Service-delivery charities and those with large chains of shops will be hardest hit if proposals to abolish many zero rates on VAT are adopted.
The Charities' Tax Reform Group is urging the Government to use its EC veto to prevent the changes. But it fears ministers' unwillingness to ease the sector's VAT burden does not bode well.
Chairman Nick Kavanagh said: "If ministers do not take action, the charity sector will be paying £1 billion a year in VAT and associated compliance costs. Now is the time for ministers to demonstrate support for the sector by vigorously defending the zero rates."
Under the proposals, goods sold in charity shops would no longer be zero-rated, so instead of receiving all the proceeds for the sale of a £2 item, charities will lose around 35p to the Treasury.

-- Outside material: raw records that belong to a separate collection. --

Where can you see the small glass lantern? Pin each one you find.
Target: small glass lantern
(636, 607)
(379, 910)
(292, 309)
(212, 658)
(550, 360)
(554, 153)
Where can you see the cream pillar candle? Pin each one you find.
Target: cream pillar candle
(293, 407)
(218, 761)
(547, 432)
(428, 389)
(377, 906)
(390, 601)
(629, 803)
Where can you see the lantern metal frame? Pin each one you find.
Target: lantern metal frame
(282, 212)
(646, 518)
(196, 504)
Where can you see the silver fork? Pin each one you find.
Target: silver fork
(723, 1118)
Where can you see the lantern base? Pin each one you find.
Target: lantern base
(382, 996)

Kavanagh, who is also finance director at Save the Children, estimates his charity would lose £650,000 a year from its 140 shops. He predicted those charities with more shops, such as Oxfam and Cancer Research UK would face "a massive impact on their profitability".
Services that charities buy will also be affected. Building work, the installation of lifts, ambulances, equipment for the disabled and first-aid equipment could all be hit. So could advertising, which would hurt children's groups.
Ian Theodoreson, director of finance at Barnardo's, said the loss of zero rating would force the charity to raise prices by 17.5 per cent.
"We'd also face a bill of around £800,000 a year on advertising and building work," he said.
The European Commission will exempt some activities from the abolition of zero rating. "But a lot of the things that affect charities aren't included and we are going to get clobbered," said Kavanagh.
The plans need unanimous backing from the Council of Ministers to be adopted. A Treasury spokesman said: "The UK Government will play an active role in the discussions on this issue between member states and is pledged to maintain zero rating on children's clothes, food, books and passenger transport."